"Vertigo" by W.G. Sebald

The tale of a strange quest, haunted by the ghost of Kafka, from one of the oddest great writers around.

Published June 26, 2000 7:00PM (EDT)

W. G. Sebald is the oddest great writer I've ever encountered. Bear with me, because it's going to be difficult to convince you how luminous and ultimately satisfying are his strange ways of composing a book. The narrator of "Vertigo," a German who has lived for 30 years in east-central England, shares his biography with one Winfried Georg Sebald, but he remains somewhat out of focus; he is a haunted, keening, ghostly wanderer. Likewise, the photos of people, documents and places studding each chapter are even grainier and fuzzier than in Sebald's previous books. They're covered with the dust of unreliable memory, one of the themes of this novel-as-meditation.

"Vertigo" is Sebald's third novel to be translated into English, but it is his first book, published in 1990. Like its successors, the exquisitely composed elegy "The Emigrants" and the serpentine historical meditation "The Rings of Saturn," it is written under the sign of Saturn. Sebald's melancholy doppelgdnger wanders the streets of Vienna, Venice, Milan, Verona and Innsbruck, and finally, rucksack slung over his shoulder, hikes across the Austrian border into Bavaria and the village of W. (very like Sebald's birthplace, Wertach). Giving ourselves up to Sebald's hypnotic prose, his musings and digressions, we accompany the narrator on a spiritual pilgrimage whose purpose is to raise the dead so that the living might interrogate them on the meaning of a life. Only long after one has closed the book and puzzled over it does a complex pattern appear.

The first section of "Vertigo," "Beyle, or a Madness Most Discreet," is a biography of French novelist Stendhal (Henri Beyle) and a commentary on his philosophical essay on love, "De l'Amour." Stendhal, on a visit to a salt mine, is given a twig encrusted with salt that glitters like myriad diamonds in the sun. The miraculous transformation becomes an allegory "for the growth of love in the salt mines of the soul." Like his fictional protagonists, however, he is unlucky in love and finally dies of syphilis.

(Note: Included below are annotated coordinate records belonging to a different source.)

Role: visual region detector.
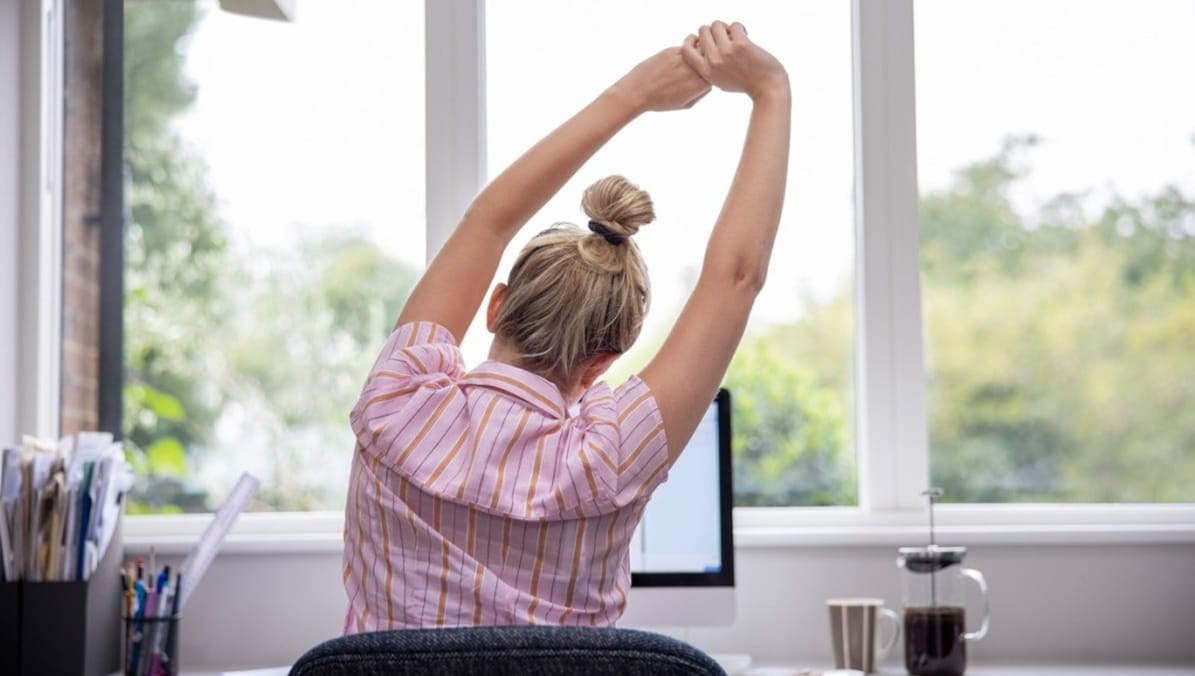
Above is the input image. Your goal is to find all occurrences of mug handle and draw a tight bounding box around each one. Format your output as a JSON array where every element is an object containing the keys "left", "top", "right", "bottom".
[
  {"left": 876, "top": 607, "right": 900, "bottom": 662},
  {"left": 958, "top": 569, "right": 992, "bottom": 641}
]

The narrator, too, is searching for an allegorical crystallization as he moves from city to city and tries to find connections between the past and the present. He is fleeing an unspecified personal disaster and looking for a way out of his misery and depression. In one of his insomniac ramblings, he sees the poet Dante disappear around a corner and has his first attack of vertigo. "The outlines on which I tried to focus dissolved," he tells us, "and my thoughts disintegrated before I could fully grasp them." In the second chapter, "All'estero," he has more moments of confusion. He sees Ludwig of Bavaria float by in a vaporetto in Venice, and in the Milan Cathedral "all of a sudden no longer had any knowledge of where I was ... was unable even to determine whether I was in the land of the living or already in another place." He sees an uncanny resemblance to Franz Kafka in twin boys he meets on a bus.

Next he's in a Verona library researching newspapers from September 1913. Why? The third chapter, "Dr. K Takes the Waters at Riva," is a vignette of Kafka in Italy that month. Like the narrator, he lies on his bed, arms crossed under his head, unable to sleep and seeing strange forms in the play of streetlights on the ceiling. He is writing letters to Felice (with whom he had a sweet, complicated, probably chaste relationship) but seems to be fighting homosexual impulses.

The chapter ends with the death of Kafka's friend, who is transformed into the mythical figure of Gracchus the huntsman. The huntsman returns in new and mysterious forms in the final section, "Il Ritorno in Patria." Nothing makes sense. The narrator puts pieces next to each other and can't find any coherence, only odd coincidences and unexplainable doublings and repetitions of people and events.

Early in "Vertigo," he remarks that however one recalls events or tries to reconstruct them, "in reality, as we know, everything is always quite different." Near the end, his voice is more desperate. "The more images I gathered from the past ... the more unlikely it seemed to me that the past had actually happened in this or that way, for nothing about it could be called normal: most of it was absurd, and if not absurd, then appalling."

Sebald has created the bitter counterpart to the German Romantic ideal of the poet as wanderer, communing with nature and the gentle souls he meets as he ambles through sublime landscapes. Sebald's narrator looks at the landscape from a train and finds it to be "that slightly greyish shade of white which has become the color of the nation." And yet, as he hikes wearily into W. he remembers the road in "former times ... Like a luminous ribbon, it had stretched out before one even on a starless night."

This is a quest novel, but in a wary, suspicious mode. Despite its spiky, convoluted and unhappy journeys, it won't depress you. There is something marvelous and bracing about wandering through a maze of unanswerable questions with an eccentrically brilliant guide. Sebald writes as if he'd never heard of the novel form, so he's inventing it, again.


By Brigitte Frase

Brigitte Frase is critic at large for the Hungry Mind Review and an editor at Milkweed Editions. She is working on a family history-memoir about immigration and culture clash.